Copied this from "rig zone"

Copied this from "rig zone"

KAMPALA, Feb 6 (Reuters) - Uganda has signed a memorandum of understanding (MoU) regarding the start of oil production with Britain's Tullow Oil, Total of France and China's CNOOC, the government said on Thursday.

Uganda discovered oil deposits in 2006 but a tussle with oil firms over Uganda's plans for a refinery postponed commercial production, now expected to start in 2016 at the earliest.

East Africa has become one of the world's hottest new oil and gas provinces after a string of finds, although moving towards production has been slow, as governments update laws and slowly build expertise in the new industry.

Before two recent Kenyan finds, Tullow said oil output from Uganda and Kenya combined could be 500,000 barrels per day (bpd). Tanzania and Mozambique are working on gas projects.

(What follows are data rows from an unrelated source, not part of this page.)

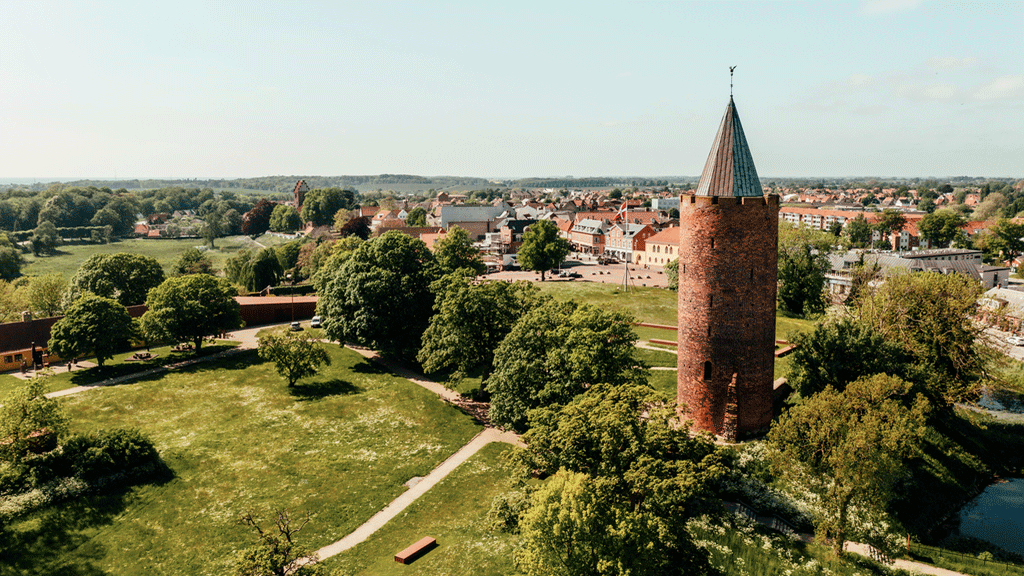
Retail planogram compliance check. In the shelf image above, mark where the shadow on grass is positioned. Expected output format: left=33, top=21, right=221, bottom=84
left=288, top=378, right=362, bottom=401
left=0, top=461, right=174, bottom=576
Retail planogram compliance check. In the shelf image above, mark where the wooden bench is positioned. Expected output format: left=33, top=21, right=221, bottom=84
left=394, top=536, right=437, bottom=564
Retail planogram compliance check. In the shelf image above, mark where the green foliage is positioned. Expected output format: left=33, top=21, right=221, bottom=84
left=417, top=273, right=543, bottom=381
left=270, top=204, right=302, bottom=232
left=486, top=301, right=647, bottom=430
left=918, top=209, right=967, bottom=247
left=519, top=220, right=570, bottom=282
left=768, top=374, right=928, bottom=552
left=32, top=220, right=63, bottom=256
left=65, top=252, right=164, bottom=306
left=434, top=227, right=487, bottom=276
left=406, top=206, right=427, bottom=227
left=233, top=509, right=324, bottom=576
left=141, top=272, right=243, bottom=353
left=778, top=224, right=836, bottom=316
left=171, top=246, right=217, bottom=276
left=852, top=273, right=997, bottom=405
left=0, top=379, right=68, bottom=464
left=259, top=332, right=331, bottom=386
left=314, top=231, right=437, bottom=358
left=302, top=188, right=355, bottom=227
left=516, top=384, right=724, bottom=575
left=28, top=273, right=68, bottom=317
left=786, top=318, right=913, bottom=398
left=49, top=293, right=138, bottom=366
left=665, top=258, right=679, bottom=290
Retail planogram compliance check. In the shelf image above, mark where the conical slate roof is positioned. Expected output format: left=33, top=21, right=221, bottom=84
left=696, top=96, right=764, bottom=196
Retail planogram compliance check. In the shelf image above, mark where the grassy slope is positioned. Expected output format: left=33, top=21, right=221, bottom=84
left=0, top=346, right=479, bottom=575
left=325, top=444, right=515, bottom=576
left=22, top=236, right=264, bottom=280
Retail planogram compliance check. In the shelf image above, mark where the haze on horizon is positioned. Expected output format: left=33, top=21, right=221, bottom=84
left=0, top=0, right=1024, bottom=181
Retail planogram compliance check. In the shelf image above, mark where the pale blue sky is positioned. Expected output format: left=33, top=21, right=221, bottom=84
left=0, top=0, right=1024, bottom=180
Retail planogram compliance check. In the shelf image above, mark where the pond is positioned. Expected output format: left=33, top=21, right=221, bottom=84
left=959, top=478, right=1024, bottom=554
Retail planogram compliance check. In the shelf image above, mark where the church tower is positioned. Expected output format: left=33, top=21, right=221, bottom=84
left=678, top=96, right=779, bottom=440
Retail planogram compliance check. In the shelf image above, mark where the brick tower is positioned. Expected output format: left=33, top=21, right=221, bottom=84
left=678, top=96, right=778, bottom=440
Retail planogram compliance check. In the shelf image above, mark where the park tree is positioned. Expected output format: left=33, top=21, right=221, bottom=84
left=27, top=272, right=68, bottom=317
left=519, top=220, right=570, bottom=282
left=0, top=378, right=70, bottom=465
left=486, top=301, right=647, bottom=430
left=171, top=246, right=217, bottom=276
left=270, top=204, right=302, bottom=232
left=434, top=227, right=487, bottom=276
left=851, top=272, right=997, bottom=406
left=406, top=206, right=427, bottom=227
left=49, top=293, right=138, bottom=367
left=338, top=216, right=370, bottom=240
left=142, top=274, right=243, bottom=353
left=786, top=318, right=913, bottom=398
left=233, top=510, right=325, bottom=576
left=777, top=224, right=836, bottom=316
left=843, top=214, right=871, bottom=248
left=259, top=332, right=331, bottom=386
left=65, top=252, right=164, bottom=306
left=315, top=231, right=437, bottom=358
left=242, top=198, right=275, bottom=238
left=302, top=188, right=355, bottom=227
left=32, top=220, right=63, bottom=256
left=768, top=374, right=928, bottom=553
left=417, top=273, right=544, bottom=392
left=918, top=209, right=967, bottom=248
left=513, top=384, right=724, bottom=576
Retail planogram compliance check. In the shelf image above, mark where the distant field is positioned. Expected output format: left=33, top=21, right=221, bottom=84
left=22, top=236, right=264, bottom=279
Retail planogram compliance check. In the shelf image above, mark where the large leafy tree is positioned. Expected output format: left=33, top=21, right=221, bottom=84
left=787, top=318, right=913, bottom=398
left=259, top=332, right=331, bottom=386
left=417, top=273, right=543, bottom=382
left=516, top=384, right=724, bottom=576
left=918, top=209, right=967, bottom=247
left=316, top=231, right=437, bottom=358
left=486, top=301, right=647, bottom=430
left=66, top=252, right=164, bottom=306
left=768, top=374, right=927, bottom=552
left=777, top=224, right=836, bottom=316
left=0, top=378, right=69, bottom=464
left=49, top=294, right=138, bottom=367
left=302, top=188, right=355, bottom=227
left=242, top=198, right=275, bottom=236
left=142, top=274, right=243, bottom=353
left=851, top=273, right=997, bottom=405
left=434, top=227, right=487, bottom=275
left=519, top=220, right=570, bottom=282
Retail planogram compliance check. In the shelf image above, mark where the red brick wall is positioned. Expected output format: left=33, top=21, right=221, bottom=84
left=678, top=195, right=778, bottom=436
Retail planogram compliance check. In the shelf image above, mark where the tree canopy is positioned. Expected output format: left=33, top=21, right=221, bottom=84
left=49, top=293, right=138, bottom=366
left=417, top=273, right=543, bottom=383
left=486, top=301, right=647, bottom=430
left=142, top=272, right=243, bottom=353
left=66, top=252, right=164, bottom=306
left=316, top=231, right=437, bottom=358
left=519, top=220, right=570, bottom=282
left=768, top=374, right=927, bottom=552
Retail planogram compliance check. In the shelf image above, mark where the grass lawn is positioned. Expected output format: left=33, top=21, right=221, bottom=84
left=0, top=340, right=240, bottom=397
left=324, top=443, right=516, bottom=576
left=22, top=236, right=264, bottom=280
left=0, top=344, right=480, bottom=575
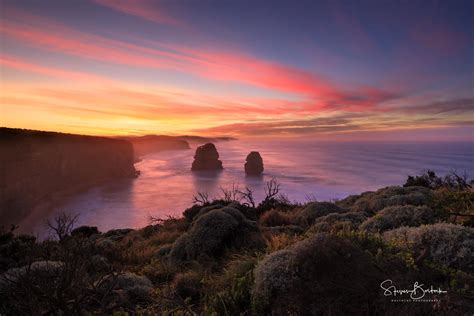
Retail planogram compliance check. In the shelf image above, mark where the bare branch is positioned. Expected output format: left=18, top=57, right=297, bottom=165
left=240, top=187, right=255, bottom=208
left=193, top=192, right=210, bottom=205
left=46, top=212, right=79, bottom=241
left=265, top=178, right=280, bottom=201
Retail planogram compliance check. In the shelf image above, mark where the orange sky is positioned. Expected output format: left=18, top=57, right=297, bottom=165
left=0, top=0, right=474, bottom=140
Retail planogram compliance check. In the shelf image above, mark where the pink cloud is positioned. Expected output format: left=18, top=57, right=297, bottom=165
left=94, top=0, right=184, bottom=26
left=0, top=12, right=404, bottom=111
left=0, top=55, right=110, bottom=82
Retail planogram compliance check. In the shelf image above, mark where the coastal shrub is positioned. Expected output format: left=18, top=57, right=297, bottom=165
left=172, top=271, right=202, bottom=302
left=383, top=223, right=474, bottom=273
left=0, top=227, right=38, bottom=273
left=403, top=170, right=472, bottom=190
left=309, top=212, right=367, bottom=233
left=432, top=190, right=474, bottom=227
left=252, top=234, right=381, bottom=315
left=360, top=205, right=436, bottom=232
left=115, top=272, right=153, bottom=303
left=296, top=202, right=345, bottom=226
left=71, top=226, right=100, bottom=238
left=339, top=186, right=433, bottom=214
left=261, top=225, right=305, bottom=235
left=0, top=260, right=90, bottom=315
left=259, top=209, right=291, bottom=227
left=103, top=228, right=134, bottom=241
left=169, top=207, right=263, bottom=262
left=203, top=255, right=257, bottom=315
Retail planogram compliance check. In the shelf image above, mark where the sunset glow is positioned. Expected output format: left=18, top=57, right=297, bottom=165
left=0, top=0, right=474, bottom=140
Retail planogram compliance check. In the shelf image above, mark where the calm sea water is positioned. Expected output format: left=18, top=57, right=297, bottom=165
left=23, top=140, right=474, bottom=235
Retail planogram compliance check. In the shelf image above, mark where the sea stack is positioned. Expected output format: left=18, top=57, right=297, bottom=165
left=245, top=151, right=263, bottom=175
left=191, top=143, right=224, bottom=171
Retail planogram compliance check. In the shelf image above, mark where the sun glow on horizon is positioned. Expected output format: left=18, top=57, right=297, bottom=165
left=0, top=0, right=474, bottom=140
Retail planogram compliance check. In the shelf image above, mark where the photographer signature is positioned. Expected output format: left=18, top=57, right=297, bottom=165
left=380, top=279, right=448, bottom=300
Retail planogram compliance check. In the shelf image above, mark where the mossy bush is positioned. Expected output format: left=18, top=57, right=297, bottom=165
left=338, top=186, right=433, bottom=214
left=259, top=209, right=292, bottom=227
left=253, top=234, right=381, bottom=315
left=360, top=205, right=436, bottom=232
left=383, top=223, right=474, bottom=273
left=309, top=212, right=367, bottom=233
left=172, top=271, right=203, bottom=303
left=169, top=207, right=263, bottom=262
left=295, top=202, right=346, bottom=226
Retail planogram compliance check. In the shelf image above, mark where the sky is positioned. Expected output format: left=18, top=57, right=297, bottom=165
left=0, top=0, right=474, bottom=141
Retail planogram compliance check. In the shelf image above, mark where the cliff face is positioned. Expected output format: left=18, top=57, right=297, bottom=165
left=0, top=128, right=136, bottom=225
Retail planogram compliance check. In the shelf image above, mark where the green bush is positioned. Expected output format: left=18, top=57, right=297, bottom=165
left=383, top=223, right=474, bottom=273
left=259, top=209, right=292, bottom=227
left=309, top=212, right=367, bottom=233
left=338, top=186, right=433, bottom=214
left=169, top=207, right=264, bottom=262
left=253, top=234, right=381, bottom=315
left=296, top=202, right=345, bottom=226
left=360, top=205, right=436, bottom=233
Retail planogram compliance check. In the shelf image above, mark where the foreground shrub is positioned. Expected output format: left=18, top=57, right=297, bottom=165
left=203, top=255, right=257, bottom=315
left=432, top=190, right=474, bottom=227
left=309, top=212, right=367, bottom=233
left=71, top=226, right=100, bottom=237
left=253, top=234, right=380, bottom=315
left=338, top=186, right=433, bottom=214
left=260, top=209, right=291, bottom=227
left=169, top=207, right=263, bottom=262
left=296, top=202, right=345, bottom=226
left=172, top=271, right=202, bottom=302
left=384, top=223, right=474, bottom=273
left=360, top=205, right=436, bottom=232
left=403, top=170, right=472, bottom=190
left=115, top=272, right=153, bottom=304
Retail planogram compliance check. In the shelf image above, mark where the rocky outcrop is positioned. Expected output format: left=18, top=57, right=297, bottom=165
left=0, top=128, right=136, bottom=225
left=191, top=143, right=223, bottom=171
left=245, top=151, right=263, bottom=175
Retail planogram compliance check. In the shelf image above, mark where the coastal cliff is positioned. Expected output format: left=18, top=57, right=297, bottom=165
left=0, top=128, right=136, bottom=225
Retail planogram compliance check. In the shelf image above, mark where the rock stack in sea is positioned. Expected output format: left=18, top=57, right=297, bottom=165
left=191, top=143, right=223, bottom=171
left=245, top=151, right=263, bottom=175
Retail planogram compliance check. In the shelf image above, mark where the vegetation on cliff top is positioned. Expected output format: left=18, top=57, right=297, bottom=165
left=0, top=173, right=474, bottom=315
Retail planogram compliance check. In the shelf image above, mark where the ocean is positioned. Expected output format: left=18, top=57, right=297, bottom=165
left=21, top=139, right=474, bottom=236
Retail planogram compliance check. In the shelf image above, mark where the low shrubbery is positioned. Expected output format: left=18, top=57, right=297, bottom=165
left=384, top=223, right=474, bottom=273
left=309, top=212, right=367, bottom=233
left=296, top=202, right=345, bottom=226
left=253, top=234, right=382, bottom=315
left=360, top=205, right=436, bottom=233
left=0, top=173, right=474, bottom=315
left=169, top=207, right=263, bottom=262
left=338, top=187, right=433, bottom=214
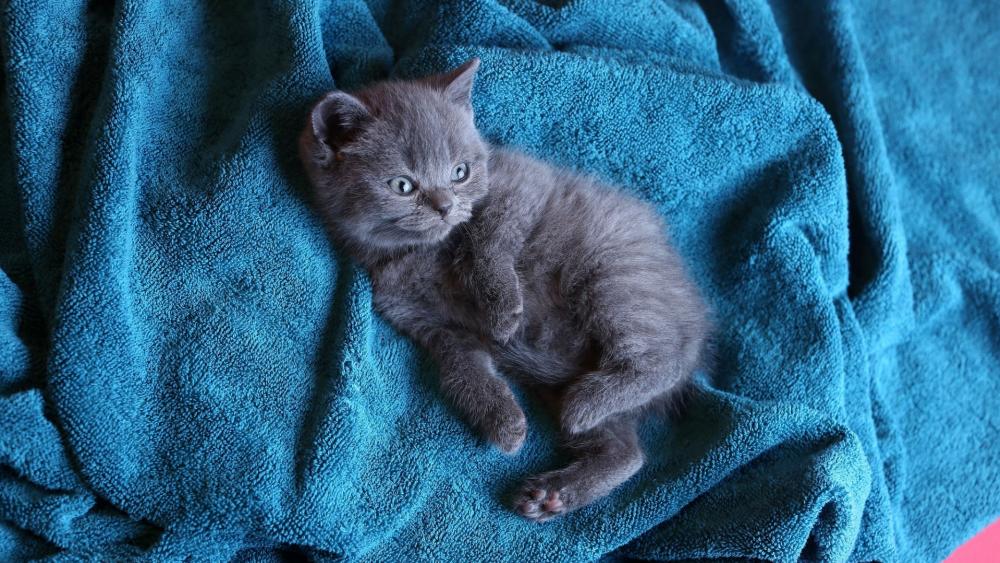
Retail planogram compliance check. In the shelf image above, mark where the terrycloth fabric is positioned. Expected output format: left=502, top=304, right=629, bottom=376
left=0, top=0, right=1000, bottom=561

"The government has signed an MoU on the sustainable development of the discovered petroleum resources in the Albertine Graben (basin) with the licensed oil companies operating in the country," the Energy Ministry said.

It said in a statement that the deal was signed late on Wednesday with the Ugandan units of Tullow, Total and CNOOC, which have formed a joint venture to develop the fields. A formal ceremony to mark the signing was held on Thursday.

The ministry said the MoU provided a framework for commercial production, including providing fuel for power generation, supplying crude oil to the planned refinery and exporting crude by pipeline.

Uganda has scaled back its refining ambitions. It now plans to start with a plant with capacity of 30,000 bpd, rising to 60,000 bpd. It had wanted one that could process 120,000 bpd, which oil firms argued would not be commercially viable.

Asked when a lead investor for the refinery would be picked, Energy Ministry Permanent Secretary Kabagambe Kaliisa said: "By mid this year we will have finished the selection process ... so the winner (of the tender) should be known by then."

Other east African nations, potential export markets for the refined products, have been offered stakes in the refinery.

Kaliisa said Rwanda had expressed an interest in participating, while Kenya and Tanzania wanted more details.

"However we'll not wait for them to decide, we will just go ahead with whoever is willing to participate and others can come onboard later," he said.

Uganda would use its own resources to finance its stake in the refinery that was expected to start up in 2018, he said.

Energy Minister Irene Muloni said last month that developing Uganda's oil fields and building infrastructure would cost between $15 billion and $22 billion, although there were plans to try to reduce that.

Uganda has agreed to join a pipeline project that will run to Kenya's planned new Indian Ocean port of Lamu, which is expected to become an export terminal for crude from Uganda, Kenya and other regional states.